A Rogue of One's Own

- Evie Dunmore


A lady must have money and an army of her own if she is to win a revolution—but first, she must pit her wits against the wiles of an irresistible rogue bent on wrecking her plans…and her heart.

Lady Lucie is fuming. She and her band of Oxford suffragists have finally scraped together enough capital to control one of London’s major publishing houses, with one purpose: to use it in a coup against Parliament. But who could have predicted that the one person standing between her and success is her old nemesis, Lord Ballentine? Or that he would be willing to hand over the reins for an outrageous price—a night in her bed.

Lucie tempts Tristan like no other woman, burning him up with her fierceness and determination every time they clash. But as their battle of wills and words fans the flames of long-smouldering devotion, the silver-tongued seducer runs the risk of becoming caught in his own snare.

As Lucie tries to out-manoeuvre Tristan in the boardroom and the bedchamber, she soon discovers there’s truth in what the poets say: all is fair in love and war…
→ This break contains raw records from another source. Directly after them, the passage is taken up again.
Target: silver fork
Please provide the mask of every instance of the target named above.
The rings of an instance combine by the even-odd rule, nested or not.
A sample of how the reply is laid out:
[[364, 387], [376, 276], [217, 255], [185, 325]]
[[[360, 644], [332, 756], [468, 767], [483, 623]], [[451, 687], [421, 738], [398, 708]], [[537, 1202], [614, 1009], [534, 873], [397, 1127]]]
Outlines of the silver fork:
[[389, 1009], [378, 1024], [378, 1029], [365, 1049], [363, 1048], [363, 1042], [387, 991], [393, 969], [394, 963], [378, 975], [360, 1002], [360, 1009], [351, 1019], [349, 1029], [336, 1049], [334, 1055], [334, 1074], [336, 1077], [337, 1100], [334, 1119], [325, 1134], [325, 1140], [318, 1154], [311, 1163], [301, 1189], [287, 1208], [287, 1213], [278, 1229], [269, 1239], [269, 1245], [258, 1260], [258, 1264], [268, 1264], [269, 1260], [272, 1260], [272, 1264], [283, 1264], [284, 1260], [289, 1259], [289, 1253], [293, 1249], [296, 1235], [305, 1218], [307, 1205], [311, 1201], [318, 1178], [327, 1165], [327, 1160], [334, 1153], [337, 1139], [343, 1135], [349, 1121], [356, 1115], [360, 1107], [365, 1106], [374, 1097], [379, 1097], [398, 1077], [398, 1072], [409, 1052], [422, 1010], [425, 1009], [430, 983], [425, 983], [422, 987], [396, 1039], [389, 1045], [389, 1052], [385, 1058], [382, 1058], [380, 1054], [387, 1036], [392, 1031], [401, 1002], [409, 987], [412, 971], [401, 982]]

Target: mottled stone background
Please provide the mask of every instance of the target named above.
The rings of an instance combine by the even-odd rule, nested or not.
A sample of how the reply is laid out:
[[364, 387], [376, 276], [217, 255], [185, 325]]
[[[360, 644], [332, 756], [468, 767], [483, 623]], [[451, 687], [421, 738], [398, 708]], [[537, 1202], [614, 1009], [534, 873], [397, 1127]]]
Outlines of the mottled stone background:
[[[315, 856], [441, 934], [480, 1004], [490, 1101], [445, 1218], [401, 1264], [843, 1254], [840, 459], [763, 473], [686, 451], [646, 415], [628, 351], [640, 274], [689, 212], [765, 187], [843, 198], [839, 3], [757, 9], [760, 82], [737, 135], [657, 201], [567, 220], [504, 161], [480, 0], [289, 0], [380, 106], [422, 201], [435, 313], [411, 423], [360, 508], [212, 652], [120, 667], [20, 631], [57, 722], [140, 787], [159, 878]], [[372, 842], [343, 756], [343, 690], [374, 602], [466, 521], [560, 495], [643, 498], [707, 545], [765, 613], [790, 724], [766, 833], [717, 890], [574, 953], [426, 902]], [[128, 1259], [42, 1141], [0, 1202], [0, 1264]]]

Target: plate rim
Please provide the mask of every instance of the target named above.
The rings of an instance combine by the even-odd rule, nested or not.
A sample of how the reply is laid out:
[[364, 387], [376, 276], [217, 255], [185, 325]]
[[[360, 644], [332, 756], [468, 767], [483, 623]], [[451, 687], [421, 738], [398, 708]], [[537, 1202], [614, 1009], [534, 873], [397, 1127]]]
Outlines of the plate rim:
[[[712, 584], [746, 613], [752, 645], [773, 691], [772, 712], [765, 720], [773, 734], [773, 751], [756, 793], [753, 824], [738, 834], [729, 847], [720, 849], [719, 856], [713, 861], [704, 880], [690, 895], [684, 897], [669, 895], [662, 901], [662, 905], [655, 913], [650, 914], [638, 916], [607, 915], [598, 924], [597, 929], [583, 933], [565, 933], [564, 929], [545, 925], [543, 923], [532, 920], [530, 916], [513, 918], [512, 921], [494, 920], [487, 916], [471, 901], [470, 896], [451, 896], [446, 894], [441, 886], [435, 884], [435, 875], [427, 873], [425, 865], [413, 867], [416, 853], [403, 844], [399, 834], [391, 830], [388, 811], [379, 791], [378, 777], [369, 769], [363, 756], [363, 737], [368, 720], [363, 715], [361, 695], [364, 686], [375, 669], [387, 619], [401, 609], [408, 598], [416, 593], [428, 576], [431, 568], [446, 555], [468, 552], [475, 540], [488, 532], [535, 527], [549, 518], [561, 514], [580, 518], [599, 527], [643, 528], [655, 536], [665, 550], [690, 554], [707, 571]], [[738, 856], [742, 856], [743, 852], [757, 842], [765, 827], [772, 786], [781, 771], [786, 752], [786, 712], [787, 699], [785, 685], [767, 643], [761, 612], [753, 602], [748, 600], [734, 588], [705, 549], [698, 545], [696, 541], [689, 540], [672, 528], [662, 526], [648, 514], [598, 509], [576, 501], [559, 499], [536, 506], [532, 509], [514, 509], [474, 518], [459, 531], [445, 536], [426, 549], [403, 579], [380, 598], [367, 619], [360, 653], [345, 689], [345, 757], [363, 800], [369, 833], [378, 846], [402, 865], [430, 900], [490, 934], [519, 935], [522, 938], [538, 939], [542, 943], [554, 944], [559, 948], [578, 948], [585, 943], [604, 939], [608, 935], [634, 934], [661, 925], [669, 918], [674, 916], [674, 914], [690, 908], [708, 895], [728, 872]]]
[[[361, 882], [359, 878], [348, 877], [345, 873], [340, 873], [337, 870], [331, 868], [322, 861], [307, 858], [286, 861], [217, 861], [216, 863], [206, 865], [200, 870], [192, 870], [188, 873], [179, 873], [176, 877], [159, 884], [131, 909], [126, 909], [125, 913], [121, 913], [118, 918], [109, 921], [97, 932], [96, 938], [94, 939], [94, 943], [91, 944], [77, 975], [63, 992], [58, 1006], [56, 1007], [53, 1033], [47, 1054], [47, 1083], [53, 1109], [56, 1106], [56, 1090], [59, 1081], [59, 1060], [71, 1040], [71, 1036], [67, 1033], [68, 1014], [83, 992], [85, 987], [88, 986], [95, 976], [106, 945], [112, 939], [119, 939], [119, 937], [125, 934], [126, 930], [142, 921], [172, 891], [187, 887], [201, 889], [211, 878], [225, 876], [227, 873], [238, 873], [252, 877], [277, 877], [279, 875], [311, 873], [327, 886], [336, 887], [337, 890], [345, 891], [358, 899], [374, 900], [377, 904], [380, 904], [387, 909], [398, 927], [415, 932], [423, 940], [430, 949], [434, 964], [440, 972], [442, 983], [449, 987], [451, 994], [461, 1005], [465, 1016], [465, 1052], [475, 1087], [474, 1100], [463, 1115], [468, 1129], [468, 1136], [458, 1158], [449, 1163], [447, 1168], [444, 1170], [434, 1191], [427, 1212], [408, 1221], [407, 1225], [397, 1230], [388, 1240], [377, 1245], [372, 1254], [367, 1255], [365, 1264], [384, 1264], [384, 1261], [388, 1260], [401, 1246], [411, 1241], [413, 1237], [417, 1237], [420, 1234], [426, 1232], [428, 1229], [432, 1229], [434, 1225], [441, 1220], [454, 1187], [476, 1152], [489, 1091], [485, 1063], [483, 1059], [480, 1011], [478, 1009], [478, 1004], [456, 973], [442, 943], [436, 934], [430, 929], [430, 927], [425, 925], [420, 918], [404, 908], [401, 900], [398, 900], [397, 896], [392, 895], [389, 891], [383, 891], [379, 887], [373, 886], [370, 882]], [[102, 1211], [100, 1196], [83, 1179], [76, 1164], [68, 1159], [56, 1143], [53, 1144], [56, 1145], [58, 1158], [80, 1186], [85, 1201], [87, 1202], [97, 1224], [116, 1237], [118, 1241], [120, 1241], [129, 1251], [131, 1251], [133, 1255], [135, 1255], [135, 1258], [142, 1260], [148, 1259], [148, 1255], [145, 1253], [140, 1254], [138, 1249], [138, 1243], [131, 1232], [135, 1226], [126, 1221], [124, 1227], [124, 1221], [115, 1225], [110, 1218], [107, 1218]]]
Young ladies did not lie prone on the rug behind the library’s chesterfield and play chess against themselves.


solid, good read:
I’m very relieved that the standard sent by Annabelle in Bringing Down the Duke was exceeded by Lucie. Even more dedicated to the cause and to remaining independent, the fact that this romance was even slightly believable is impressive.

After our introduction to Tristan in Bringing Down the Duke, I can’t say I was looking forward to him becoming the love interest in A Rogue of One’s Own. He didn’t do much, but the way he was described as a predator who might force his affection was not very promising. It did take me a while to warm up to him because of this, and I don’t think I really relaxed until we had much more back story and context.

I do think A Rogue of One’s Own was a little more convoluted than necessary. The side plots are much more overwhelming this time, and they take up much more space than the romance. While this detracts from the romance, it does actually make A Rogue of One’s Own a bit more interesting. We get to see more of the ‘novel of manners’ side of things rather than just a lot of stolen glances and moments. Lucie is trying to make herself more presentable, a more palatable suffragette, which means parties and conversation and plotting. I think people who go into A Rogue of One’s Own looking for a light romance read will be pretty disappointed; there’s definitely romance, but it is often not the focus.

With a lot more working parts than Bringing Down the Duke, A Rogue of One’s Own has more to offer for those looking for more than a quick romance read.